Iqbal is considered to have given the vision for the creation of Pakistan, whereas Jinnah is considered to be the one who shaped this vision.
In 1937, Iqbal wrote two letters to Muhammad Ali Jinnah. In the first one dated May 28, 1937, he wrote, “After a long and careful study of Islamic Law, I have come to the conclusion that if this system of Law is properly understood and applied, at last, the right to subsistence is secured to everybody. But the enforcement and development of the Shariat of Islam is impossible in this country without a free Muslim state or states. This has been my honest conviction for many years and I still believe this to be the only way to solve the problem of bread for Muslims as well as to secure a peaceful India.”
In the second letter marked “Private and Confidential” dated June 21, 1937, Iqbal wrote, “Why should not the Muslims of North-West India and Bengal be considered as nations entitled to self-determination just as other nations in India and outside India are? Personally I think that the Muslims of North-West India and Bengal ought at present to ignore Muslim[-minority] provinces. This is the best course to adopt in the interests of both Muslim majority and minority provinces.”

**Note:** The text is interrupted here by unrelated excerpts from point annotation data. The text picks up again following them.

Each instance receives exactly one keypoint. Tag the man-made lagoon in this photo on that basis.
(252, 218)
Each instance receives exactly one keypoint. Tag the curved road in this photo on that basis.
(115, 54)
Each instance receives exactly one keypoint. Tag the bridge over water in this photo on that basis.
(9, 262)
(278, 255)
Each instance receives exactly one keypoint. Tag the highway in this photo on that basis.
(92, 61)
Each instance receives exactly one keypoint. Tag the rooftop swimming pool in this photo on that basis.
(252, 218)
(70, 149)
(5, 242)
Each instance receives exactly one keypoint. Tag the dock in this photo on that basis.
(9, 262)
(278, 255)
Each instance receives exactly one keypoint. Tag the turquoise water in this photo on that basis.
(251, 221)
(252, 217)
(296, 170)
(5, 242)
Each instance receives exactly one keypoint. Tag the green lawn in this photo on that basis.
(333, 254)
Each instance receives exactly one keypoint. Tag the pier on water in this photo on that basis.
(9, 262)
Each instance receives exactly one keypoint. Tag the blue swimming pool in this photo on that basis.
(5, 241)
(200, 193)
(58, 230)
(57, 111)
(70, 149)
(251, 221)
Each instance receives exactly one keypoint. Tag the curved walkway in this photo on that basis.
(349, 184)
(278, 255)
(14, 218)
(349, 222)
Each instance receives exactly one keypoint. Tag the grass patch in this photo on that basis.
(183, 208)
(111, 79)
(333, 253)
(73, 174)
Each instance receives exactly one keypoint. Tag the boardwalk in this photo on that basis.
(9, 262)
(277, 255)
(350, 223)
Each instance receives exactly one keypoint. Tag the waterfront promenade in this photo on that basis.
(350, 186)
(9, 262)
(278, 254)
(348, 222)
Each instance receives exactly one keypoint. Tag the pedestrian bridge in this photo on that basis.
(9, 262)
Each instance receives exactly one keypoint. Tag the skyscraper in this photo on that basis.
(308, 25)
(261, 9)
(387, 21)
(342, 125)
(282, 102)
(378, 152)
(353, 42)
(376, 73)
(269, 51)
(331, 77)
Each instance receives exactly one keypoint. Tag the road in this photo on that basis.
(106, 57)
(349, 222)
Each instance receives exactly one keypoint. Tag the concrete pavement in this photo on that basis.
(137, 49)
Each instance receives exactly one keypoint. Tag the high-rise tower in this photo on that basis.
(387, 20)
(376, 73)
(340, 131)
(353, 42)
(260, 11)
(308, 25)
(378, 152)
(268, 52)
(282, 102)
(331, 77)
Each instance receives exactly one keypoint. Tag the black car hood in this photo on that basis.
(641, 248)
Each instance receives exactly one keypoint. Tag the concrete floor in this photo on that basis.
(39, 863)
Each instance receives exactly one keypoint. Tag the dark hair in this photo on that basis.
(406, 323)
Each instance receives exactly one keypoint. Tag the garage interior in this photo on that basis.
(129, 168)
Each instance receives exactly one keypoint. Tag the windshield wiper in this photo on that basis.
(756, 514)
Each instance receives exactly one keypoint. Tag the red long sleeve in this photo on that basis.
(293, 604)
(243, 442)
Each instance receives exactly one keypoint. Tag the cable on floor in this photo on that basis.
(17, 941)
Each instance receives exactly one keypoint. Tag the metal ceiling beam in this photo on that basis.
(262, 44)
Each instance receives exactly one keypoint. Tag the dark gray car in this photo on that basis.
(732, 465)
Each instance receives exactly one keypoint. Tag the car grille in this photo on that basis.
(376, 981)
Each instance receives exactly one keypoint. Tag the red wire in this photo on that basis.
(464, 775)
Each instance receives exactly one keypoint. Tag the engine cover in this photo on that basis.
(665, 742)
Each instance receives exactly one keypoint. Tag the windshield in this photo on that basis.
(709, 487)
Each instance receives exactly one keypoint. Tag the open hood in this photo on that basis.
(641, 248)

Iqbal’s confidence in Jinnah is believed to have sprouted from Jinnah’s integrity since he was the only Muslim leader with an unchallenged national status and because he did not have provincial or regional ties and Iqbal’s need to concretise his philosophy of “communalism of a higher kind” reflecting Iqbal’s interpretation of the universal values of Islam, according to the book, “Iqbal, Jinnah, and Pakistan: The Vision and the Reality”.